0

My code uses pdfminer to convert pdf to text. I want to get the output of these files in a new folder. Currently it's coming in the existing folder from which it does the conversion to .txt using pdfminer. How do I redirect the output to a different folder. I want the output in a folder called "D:\extracted_text" Code till now:

from pdfminer.pdfinterp import PDFResourceManager, PDFPageInterpreter
from pdfminer.converter import TextConverter
from pdfminer.layout import LAParams
from pdfminer.pdfpage import PDFPage
from io import StringIO
import glob
import os

def convert(fname, pages=None):
   if not pages:
       pagenums = set()
   else:
       pagenums = set(pages)

   output = StringIO()
   manager = PDFResourceManager()
   converter = TextConverter(manager, output, laparams=LAParams())
   interpreter = PDFPageInterpreter(manager, converter)

   infile = open(fname, 'rb')
   for page in PDFPage.get_pages(infile, pagenums):
       interpreter.process_page(page)
   infile.close()
   converter.close()
   text = output.getvalue()   
   output.close


   outfile = os.path.splitext(os.path.abspath(fname))[0] + '.txt'
   print(outfile)
   with open(outfile, 'w', encoding = 'utf-8') as pdf_file:
       pdf_file.write(text)

   return text    




directory = glob.glob(r'D:\files\*.pdf')  

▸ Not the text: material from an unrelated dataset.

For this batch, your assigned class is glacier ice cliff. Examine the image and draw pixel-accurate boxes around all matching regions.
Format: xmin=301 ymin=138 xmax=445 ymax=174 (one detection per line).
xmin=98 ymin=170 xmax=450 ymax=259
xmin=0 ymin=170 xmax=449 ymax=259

for myfiles in directory:  
     convert(myfiles)
ajai biltu
  • 55
  • 6
  • Try this https://stackoverflow.com/a/8024254/11230028 – Chetan Vashisth Jun 06 '19 at 11:56
  • Possible duplicate of [Redirect output of a function that converts pdf to txt files to a new folder in python](https://stackoverflow.com/questions/56482437/redirect-output-of-a-function-that-converts-pdf-to-txt-files-to-a-new-folder-in) – Jonathan Leffler Jun 09 '19 at 05:09
  • What does `print(outfile)` produce? Look at that to work out what needs to change, and then work backwards to see where what you do get comes from, and thereby work out what you can change to get the result you want. This is basic debugging 101 stuff. – Jonathan Leffler Jun 09 '19 at 05:10

0 Answers0